Dit is ten slotte de reden dat Merton in navolging van Suzuki de fout maakt van het verabsoluteren van de leegte. De leegte is bij hem niet leeg, maar iets dat je kunt ervaren. Zowel in de oudste Prajñāpāramitā-teksten als door Nāgārjuna wordt hiervoor gewaarschuwd, want het zet je op het verkeerde been, “zoals een slang die je aan het verkeerde eind [de kop] wordt vastpakt”.

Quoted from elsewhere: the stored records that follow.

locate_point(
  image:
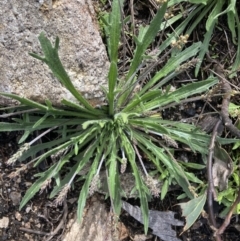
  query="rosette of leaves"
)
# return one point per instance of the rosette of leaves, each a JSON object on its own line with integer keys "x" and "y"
{"x": 113, "y": 135}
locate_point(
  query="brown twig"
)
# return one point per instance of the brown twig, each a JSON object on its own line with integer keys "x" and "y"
{"x": 211, "y": 190}
{"x": 61, "y": 223}
{"x": 229, "y": 215}
{"x": 28, "y": 230}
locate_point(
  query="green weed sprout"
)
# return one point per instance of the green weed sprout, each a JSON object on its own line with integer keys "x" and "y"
{"x": 113, "y": 136}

Merton ziet bovendien het probleem over het hoofd van de steeds weer opduikende machtsstrijd tussen de kerk en de ervaring van individuele mystici. Als iemands ervaring immers moet worden erkend door de rest van de kerk, dan komt het erop neer dat ze moet worden erkend door de leiders van die kerk, dit wil zeggen de vooraanstaande theologen. Merton twijfelt echter zelf aan hun autoriteit. Een ander probleem is dat verschillende ervaringen vaak noodgedwongen of uit gewoonte op dezelfde manier worden verwoord en dat je geen ervaringen, maar alleen woorden kunt vergelijken.
Het boek zelf leest erg prettig ondanks of misschien wel juist dankzij de eigenzinnige aanpak van Merton, die een goed schrijver is. De vertaling van Willy Eurlings is soepel en redelijke eigentijds. Het is zonder meer leerzaam en interessant om Merton te zien zoeken naar antwoorden in zijn pelgrimage naar de waarheid. Hij is belezen en geïnspireerd, al zijn zijn bronnen misschien wat gedateerd en achterhaald. Het kan de lezer echter daardoor aanknopingspunten bieden voor eigen reflectie en onderzoek en dat is misschien wel het mooiste wat een boek kan doen.
Thomas Merton (2021): Zen en de gretige vogels, vertaling Willy Eurlings, Damon, Eindhoven, paperback, 210 bladzijden.